La préservation de ce mécanisme implique non seulement une stimulation adéquate dans les phases de développement du cerveau, mais aussi une utilisation continue pour le reste de la vie. La transmission des stimuli nerveux implique des médiateurs chimiques libérés à une extrémité de la synapse et des récepteurs qui les capturent à l’autre extrémité. C’est un processus qui dépend de la formation à maintenir. Plus elle est répétée, plus le répertoire qui peut être enregistré en mémoire est important.
L’acte répétitif explique pourquoi les vieux acteurs sont capables de mémoriser d’énormes textes, alors que des personnes beaucoup plus jeunes ne peuvent pas garder un simple message téléphonique.
2) Il est important de se rappeler que la perte de mémoire est souvent liée au nombre de bits stockés. Un enfant qui vit avec 30 personnes aura moins de chances d’oublier le visage de l’une d’entre elles qu’un adulte.
Dans le monde moderne, la plupart des plaintes concernant le manque de mémoire des personnes âgées sont liées au flux d’informations. On estime que le nombre d’informations accumulées dans le cerveau d’un homme de 50 ans est au moins trois fois supérieur à celui contenu dans le cerveau d’un garçon de 25 ans. Ce fait donne une idée de la difficulté que rencontrent les neuroscientifiques pour mettre au point des tests d’évaluation de la mémoire pouvant être appliqués à différentes tranches d’âge.
3) Même sans mort des neurones, la mémoire peut se détériorer en raison d’autres changements neurologiques.
Le groupe de A. Peters de l’université de Boston, qui étudie le cerveau des singes rhésus, a découvert que chez les singes plus âgés, la myéline (la couche qui entoure les terminaisons nerveuses comme le revêtement des fils électriques) présentait des signes de dégénérescence que l’on ne trouve pas chez les jeunes. Plus la démyélinisation constatée est intense, plus le déficit des fonctions cognitives de l’animal est important. Les cellules nerveuses doivent être bien enrobées pour fonctionner correctement.
En 1995, L. Callahan a démontré qu’avec l’âge, une modification de la morphologie des synapses (espace libre entre les bornes de deux neurones) peut se produire, altérant la conduction du stimulus même dans des neurones apparemment intacts.

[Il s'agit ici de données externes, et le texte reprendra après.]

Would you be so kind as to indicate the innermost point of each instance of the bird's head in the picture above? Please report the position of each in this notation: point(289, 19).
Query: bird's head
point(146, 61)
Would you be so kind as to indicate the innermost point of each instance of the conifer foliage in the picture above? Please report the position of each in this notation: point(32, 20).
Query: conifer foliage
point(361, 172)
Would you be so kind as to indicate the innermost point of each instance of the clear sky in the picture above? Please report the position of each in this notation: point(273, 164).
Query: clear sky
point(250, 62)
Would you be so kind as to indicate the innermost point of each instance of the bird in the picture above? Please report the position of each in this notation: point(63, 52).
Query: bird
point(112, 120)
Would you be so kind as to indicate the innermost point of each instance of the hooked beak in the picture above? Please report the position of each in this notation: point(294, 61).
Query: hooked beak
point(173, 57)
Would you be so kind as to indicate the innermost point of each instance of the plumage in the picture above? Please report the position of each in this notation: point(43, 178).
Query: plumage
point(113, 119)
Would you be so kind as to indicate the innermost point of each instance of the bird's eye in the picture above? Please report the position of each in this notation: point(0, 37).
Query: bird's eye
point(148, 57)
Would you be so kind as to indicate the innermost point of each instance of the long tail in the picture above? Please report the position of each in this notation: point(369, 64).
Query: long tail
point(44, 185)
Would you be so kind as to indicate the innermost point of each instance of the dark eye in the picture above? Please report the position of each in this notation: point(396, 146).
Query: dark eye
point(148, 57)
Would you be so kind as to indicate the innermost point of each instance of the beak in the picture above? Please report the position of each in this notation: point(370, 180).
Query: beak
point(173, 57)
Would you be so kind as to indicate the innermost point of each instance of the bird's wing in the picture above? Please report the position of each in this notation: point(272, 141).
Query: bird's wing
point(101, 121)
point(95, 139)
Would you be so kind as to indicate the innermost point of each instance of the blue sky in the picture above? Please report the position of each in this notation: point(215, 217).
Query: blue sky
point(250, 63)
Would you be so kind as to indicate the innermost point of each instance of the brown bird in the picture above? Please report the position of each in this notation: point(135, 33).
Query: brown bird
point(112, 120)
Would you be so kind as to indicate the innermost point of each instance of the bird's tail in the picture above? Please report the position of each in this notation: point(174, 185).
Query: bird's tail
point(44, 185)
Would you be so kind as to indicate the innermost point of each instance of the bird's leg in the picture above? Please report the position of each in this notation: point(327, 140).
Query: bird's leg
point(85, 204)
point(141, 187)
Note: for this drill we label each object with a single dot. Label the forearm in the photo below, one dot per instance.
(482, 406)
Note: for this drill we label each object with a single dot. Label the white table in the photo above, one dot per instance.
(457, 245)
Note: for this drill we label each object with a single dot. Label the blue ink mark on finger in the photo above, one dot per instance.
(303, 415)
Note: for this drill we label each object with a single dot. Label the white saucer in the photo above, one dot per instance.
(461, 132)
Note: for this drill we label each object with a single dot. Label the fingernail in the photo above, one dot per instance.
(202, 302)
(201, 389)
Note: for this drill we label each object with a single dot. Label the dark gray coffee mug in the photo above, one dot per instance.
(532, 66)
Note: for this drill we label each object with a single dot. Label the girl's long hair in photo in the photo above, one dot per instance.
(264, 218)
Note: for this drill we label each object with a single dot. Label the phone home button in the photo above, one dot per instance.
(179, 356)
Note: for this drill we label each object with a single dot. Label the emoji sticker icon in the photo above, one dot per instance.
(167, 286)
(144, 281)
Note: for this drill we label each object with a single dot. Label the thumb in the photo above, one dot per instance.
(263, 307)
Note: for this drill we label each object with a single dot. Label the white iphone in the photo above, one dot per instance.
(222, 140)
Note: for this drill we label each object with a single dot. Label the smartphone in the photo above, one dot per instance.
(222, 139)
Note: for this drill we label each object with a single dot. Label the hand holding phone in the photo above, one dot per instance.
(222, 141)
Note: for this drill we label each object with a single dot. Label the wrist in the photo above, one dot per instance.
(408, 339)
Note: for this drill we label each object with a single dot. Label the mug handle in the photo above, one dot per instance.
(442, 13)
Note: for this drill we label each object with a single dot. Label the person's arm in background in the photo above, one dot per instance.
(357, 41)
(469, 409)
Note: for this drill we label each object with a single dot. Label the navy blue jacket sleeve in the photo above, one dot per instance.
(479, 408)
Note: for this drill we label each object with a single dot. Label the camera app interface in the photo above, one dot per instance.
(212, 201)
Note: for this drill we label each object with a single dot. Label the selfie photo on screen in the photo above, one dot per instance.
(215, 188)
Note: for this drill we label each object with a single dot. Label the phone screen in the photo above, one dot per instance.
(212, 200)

J. Morrison et ses collègues du Mount Sinai à New York ont montré que de petites diminutions de la concentration des récepteurs (molécules qui captent les signaux chimiques) dans les synapses peuvent provoquer d’importantes déficiences de la mémoire avec l’âge.
Le groupe A. Arnsten de Yale a élégamment démontré que non seulement cette perte de récepteurs, mais aussi celle de neurotransmetteurs tels que la dopamine et l’acétylcholine (molécules qui transmettent des signaux entre les neurones) peut être associée aux difficultés de mémoire des personnes âgées.
4) La diminution de la production d’œstrogènes caractéristique de la ménopause interfère avec les événements neurologiques qui entraînent des déficiences cognitives et de la mémoire (c’est l’un des arguments les plus forts des partisans de l’hormonothérapie substitutive pour les femmes). Chez les hommes, la pertinence des hormones dans ces déficits, bien que peu claire, ne devrait pas être moins importante.
La mémoire de l’avenir
Le dogme selon lequel les cellules nerveuses meurent tous les jours semble aujourd’hui abandonné dans les neurosciences. Si ces cellules ne sont pas détruites au fil du temps, la détérioration progressive de l’intelligence et de la motricité n’est pas obligatoire dans la vieillesse.
La circulation des neurones impliqués dans le mécanisme de mémorisation a été cartographiée avec précision. Les molécules responsables de la transmission et de la réception des signaux entre les neurones commencent à être connues et manipulées. Les gènes qui codent peuvent déjà être clonés et insérés dans des bactéries esclaves pour la production industrielle. En quelques années, de nombreuses déficiences cognitives traditionnellement associées à l’âge peuvent être prévenues, traitées efficacement ou reportées de dix ou vingt ans.